If you think life is easy and uncomplicated, you need to listen to Ricky Kemery’s Painted Sky. The singer/songwriter’s second album is an ambitious testimony to the difficulties of making it through this world, all of it wrapped in an appealing cloak of folk-country good-naturedness. It’s no slight album, either. Kemery gives us well over an hour of songs about people figuring out how to handle things, whether that means running away from their troubles or making peace with the way things are, thinking about life’s big questions or just bumping up against the conflicts of interpersonal relationships. Even when it seems like the mood could be set to lighten up a bit, as in “Drinking Song,” Kemery puts a wry twist on the tradition of odes to alcohol.

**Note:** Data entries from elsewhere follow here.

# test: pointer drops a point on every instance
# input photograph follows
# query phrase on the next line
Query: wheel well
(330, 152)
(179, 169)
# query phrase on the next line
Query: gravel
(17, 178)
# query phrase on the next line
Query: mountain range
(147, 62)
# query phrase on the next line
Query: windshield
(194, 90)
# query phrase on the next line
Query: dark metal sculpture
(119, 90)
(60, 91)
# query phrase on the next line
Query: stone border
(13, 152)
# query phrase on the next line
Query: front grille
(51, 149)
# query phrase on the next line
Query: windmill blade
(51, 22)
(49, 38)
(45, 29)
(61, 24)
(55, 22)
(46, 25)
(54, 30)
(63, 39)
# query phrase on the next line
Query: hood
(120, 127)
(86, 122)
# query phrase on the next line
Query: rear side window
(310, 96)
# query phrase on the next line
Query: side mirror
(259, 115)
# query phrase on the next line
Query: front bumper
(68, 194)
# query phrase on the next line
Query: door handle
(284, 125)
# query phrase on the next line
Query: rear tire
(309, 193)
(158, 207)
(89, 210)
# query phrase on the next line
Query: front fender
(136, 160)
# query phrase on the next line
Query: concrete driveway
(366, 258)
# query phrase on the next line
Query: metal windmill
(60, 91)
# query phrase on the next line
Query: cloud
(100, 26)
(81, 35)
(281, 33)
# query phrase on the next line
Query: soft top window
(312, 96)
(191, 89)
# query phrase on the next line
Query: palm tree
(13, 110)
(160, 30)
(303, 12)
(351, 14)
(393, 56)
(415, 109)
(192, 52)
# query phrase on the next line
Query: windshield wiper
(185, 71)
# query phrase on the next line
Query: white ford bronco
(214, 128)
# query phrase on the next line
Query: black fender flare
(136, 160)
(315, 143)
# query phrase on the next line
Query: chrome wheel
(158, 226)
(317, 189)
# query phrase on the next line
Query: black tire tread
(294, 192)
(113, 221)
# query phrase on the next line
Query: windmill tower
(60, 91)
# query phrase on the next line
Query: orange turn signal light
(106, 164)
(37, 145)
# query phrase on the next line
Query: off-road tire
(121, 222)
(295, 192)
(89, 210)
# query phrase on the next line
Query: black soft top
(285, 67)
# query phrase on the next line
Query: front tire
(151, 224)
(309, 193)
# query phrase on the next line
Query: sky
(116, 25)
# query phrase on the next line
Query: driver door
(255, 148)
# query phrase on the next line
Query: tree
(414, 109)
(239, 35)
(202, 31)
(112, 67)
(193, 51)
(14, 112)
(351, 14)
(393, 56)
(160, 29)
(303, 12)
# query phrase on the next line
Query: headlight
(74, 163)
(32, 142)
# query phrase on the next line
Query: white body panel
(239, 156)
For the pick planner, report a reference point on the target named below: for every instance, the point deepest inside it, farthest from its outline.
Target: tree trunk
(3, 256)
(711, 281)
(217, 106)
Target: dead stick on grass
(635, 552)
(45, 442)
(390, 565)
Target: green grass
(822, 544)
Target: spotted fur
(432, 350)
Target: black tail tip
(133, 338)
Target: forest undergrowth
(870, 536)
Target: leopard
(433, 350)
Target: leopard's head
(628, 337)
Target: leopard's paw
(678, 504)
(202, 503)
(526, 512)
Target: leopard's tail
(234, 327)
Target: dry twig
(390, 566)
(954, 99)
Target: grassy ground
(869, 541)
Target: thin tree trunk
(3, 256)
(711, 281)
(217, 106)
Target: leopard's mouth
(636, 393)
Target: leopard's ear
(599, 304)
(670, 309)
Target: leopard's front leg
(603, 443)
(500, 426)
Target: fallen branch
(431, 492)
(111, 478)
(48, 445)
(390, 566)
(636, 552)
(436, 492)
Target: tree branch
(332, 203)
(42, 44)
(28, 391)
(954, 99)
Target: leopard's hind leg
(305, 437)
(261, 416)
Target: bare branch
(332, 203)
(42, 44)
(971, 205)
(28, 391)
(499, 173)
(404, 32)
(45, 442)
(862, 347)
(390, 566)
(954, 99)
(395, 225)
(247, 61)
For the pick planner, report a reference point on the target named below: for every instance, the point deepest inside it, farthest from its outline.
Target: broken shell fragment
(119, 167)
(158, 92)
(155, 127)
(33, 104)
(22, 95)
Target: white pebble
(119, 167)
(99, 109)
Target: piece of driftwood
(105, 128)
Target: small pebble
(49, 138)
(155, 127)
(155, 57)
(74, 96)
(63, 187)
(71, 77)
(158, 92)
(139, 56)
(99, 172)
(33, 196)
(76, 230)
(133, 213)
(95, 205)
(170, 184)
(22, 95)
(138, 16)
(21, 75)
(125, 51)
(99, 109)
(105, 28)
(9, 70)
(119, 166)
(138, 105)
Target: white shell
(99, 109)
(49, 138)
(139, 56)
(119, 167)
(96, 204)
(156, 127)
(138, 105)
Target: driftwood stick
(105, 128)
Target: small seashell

Kemery is supported on Painted Sky by multi-instrumentalists Gwendra Turney (violin, keyboard) and Tommy Myers (bass, flute, accordion, percussion); Kemery himself provides guitar, mandolin and percussion, and Austin Putt contributes rhythm guitar to the album’s opening track. For the most part, Turney and Myers stay in the background, providing a gentle bed for Kemery’s vocals, although Turney’s violin does occasionally bring a floating melody to the fore, and the pair’s harmonies broaden the choruses. In general, it’s all Kemery up front, his gravelly voice just the right combination of weary and warm.

And that’s what Kemery’s songs leave you with in the end: a warm weariness, the comforting idea that even though the journey through life can be a tough one, on most days it’s worth it.